IRS’ Outdated App Security Leaves Taxpayers at Risk of Identity Theft, Watchdog Says

Natasa Adzic/

The agency is updating identity verification controls for its suite of web applications, but the effort won’t be wrapped up until 2023.

The IRS is nearly a year behind on rolling out online security measures meant to prevent identity thieves from improperly accessing taxpayer data, according to an internal watchdog.

The agency operates a full suite of web applications where the public can pay taxes, review documents and access numerous tax-related services, but many of the programs lack the latest electronic authentication controls, the Treasury Inspector General for Tax Administration said in a recent report.

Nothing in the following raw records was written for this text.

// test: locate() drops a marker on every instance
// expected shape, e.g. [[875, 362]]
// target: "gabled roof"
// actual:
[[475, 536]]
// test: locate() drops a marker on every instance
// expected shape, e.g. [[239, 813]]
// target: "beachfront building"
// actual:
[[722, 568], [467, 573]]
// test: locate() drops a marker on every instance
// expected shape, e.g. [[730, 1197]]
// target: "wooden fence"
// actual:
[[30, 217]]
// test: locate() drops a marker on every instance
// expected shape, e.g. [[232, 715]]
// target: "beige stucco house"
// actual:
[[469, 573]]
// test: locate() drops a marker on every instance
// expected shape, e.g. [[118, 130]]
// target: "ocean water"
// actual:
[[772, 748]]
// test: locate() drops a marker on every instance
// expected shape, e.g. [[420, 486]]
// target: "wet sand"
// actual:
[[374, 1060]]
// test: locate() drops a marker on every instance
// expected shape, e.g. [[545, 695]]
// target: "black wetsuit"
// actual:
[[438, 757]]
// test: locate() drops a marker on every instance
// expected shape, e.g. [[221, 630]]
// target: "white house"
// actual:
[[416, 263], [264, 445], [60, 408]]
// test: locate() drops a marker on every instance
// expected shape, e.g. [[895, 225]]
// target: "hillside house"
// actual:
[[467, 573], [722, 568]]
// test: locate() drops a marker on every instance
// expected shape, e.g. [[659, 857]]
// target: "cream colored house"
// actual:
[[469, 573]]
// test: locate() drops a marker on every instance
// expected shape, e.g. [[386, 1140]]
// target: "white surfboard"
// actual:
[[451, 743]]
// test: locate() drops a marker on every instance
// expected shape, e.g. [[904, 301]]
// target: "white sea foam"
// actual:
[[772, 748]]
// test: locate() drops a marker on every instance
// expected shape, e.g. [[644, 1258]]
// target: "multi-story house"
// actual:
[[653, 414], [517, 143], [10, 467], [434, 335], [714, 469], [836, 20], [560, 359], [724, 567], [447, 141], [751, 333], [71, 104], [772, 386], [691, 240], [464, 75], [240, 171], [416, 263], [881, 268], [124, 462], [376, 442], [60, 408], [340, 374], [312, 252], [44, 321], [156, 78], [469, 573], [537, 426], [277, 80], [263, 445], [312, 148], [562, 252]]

Identity authentication protocols help guarantee that people logging into the apps are who they claim to be, and if they’re not strong enough, taxpayers risk having their information stolen.

“Because these applications collect, process, and store large amounts of taxpayer data, the IRS has become a target of criminals and identity thieves,” TIGTA wrote in the report. “Strong electronic authentication controls are needed to prevent identity thieves from succeeding at impersonating taxpayers and gaining improper access to tax records.”

While auditors found the agency had put in place security controls for its most sensitive applications—and sufficiently justified why it hadn’t done so for the others—TIGTA said the protections were largely outdated. The National Institute of Standards and Technology updated its framework for digital identity verification in 2017, and the IRS’ existing controls were based on the institute’s 2013 framework.

The Office of Management and Budget gives agencies one year to update systems to meet new NIST standards, but after nearly two years, IRS has yet to upgrade a single application.

“Without full implementation of [the new standards], the IRS increases the risk of using inappropriate authentication controls, which could allow unauthorized access and activities, compromised taxpayer records, and revenue lost due to identity theft refund fraud,” auditors said.

TIGTA recommended the IRS update its apps to the latest standards and create an implementation plan with specific timelines for getting the systems in check. While IRS officials told auditors they had already started testing new security protocols, they had not drafted an official implementation plan.

Auditors also took issue with the agency’s proposed timeline, which drags out the implementation effort through February 2023.